But while, after the removal of the case to the circuit court of the United States, it might properly be docketed and tried by the court as an equity suit, it still remained, so far as the rights of the plaintiff were concerned, a special proceeding under the territorial statute; and the powers of the court in dealing with it were gauged, not merely by its general equity jurisdiction, but by the special authority vested in its own courts by the statutes of the territory. Had the case never been removed to the circuit court, it would have proceeded in the state court as a special proceeding under the territorial statute, and we are of opinion that upon its removal to the circuit court, petitioner lost no right to which he would have been entitled had the case not been removed. Even if it were treated as in form a bill in equity, the right of the complainant would be gauged as well by the statute under which the bill was filed as by the general rules of equity jurisprudence. If any action or proceeding in a state court were subject to be defeated or impaired by one of the parties exercising his statutory right to remove it to a federal court, no one would be safe in instituting such a proceeding in any case wherein, by reason of diversity of citizenship or otherwise, it might be subject to removal. While the federal court may be compelled to deal with the case according to the forms and modes of proceeding of a court of equity, it remains in substance a proceeding under the statute, with the original rights of the parties unchanged.

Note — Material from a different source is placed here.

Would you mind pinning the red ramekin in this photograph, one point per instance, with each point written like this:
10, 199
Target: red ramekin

Although the statute of a state or territory may not restrict or limit the equitable jurisdiction of the federal courts, and may not directly enlarge such jurisdiction, it may establish new rights or privileges which the federal courts may [159 U.S. 569, 583] enforce on their equity or admiralty side, precisely as they may enforce a new right of action given by statute upon their common-law side. Thus, in Ex parte McNeil, 13 Wall. 236, a statute of the state of New York giving to the pilot who first tendered his services to a vessel, and was refused, a right to half pilotage, was held to be enforceable upon the admiralty side of the district court. See, also, the cases of Broderick's Will, 21 Wall. 503, 520, and Clark v. Smith, 13 Pet. 195, 203. So, in Reynolds v. Bank, 112 U.S. 405 , 5 Sup. Ct. 213, a bill in equity under a statute of Indiana, which averred that a deed was void upon its face, was held sufficient to support the jurisdiction of the circuit court of the United States in that district, to quiet the title of the complainant as against such deed, although courts of equity had generally adopted the rule that a deed void upon its face does not cast a cloud upon the title which a court of equity will undertake to remove. It was also said in Davis v. Gray, 16 Wall. 223, 231, that 'a party, by going into a national court, does not lose any right or appropriate remedy of which he might have availed himself in the state courts of the same locality. The wise policy of the constitution gives him a choice of tribunals.' Other cases to the same effect are Holland v. Challen, 110 U.S. 15 , 3 Sup. Ct. 495; Marshall v. Holmes, 141 U.S. 589 , 12 Sup. Ct. 62; Johnson v. Waters, 111 U.S. 640 , 4 Sup. Ct. 619; Arrowsmith v. Gleason, 129 U.S. 86 , 9 Sup. Ct. 237.
The case having been removed to the circuit court upon petition of defendant, it does not lie in its mouth to claim that such court had no jurisdiction of the case, unless the court from which it was removed had no jurisdiction.
As the merits of the case, though appearing upon the record, were not argued by counsel, the decree will be reversed, and the case remanded for further proceedings in conformity with this opinion.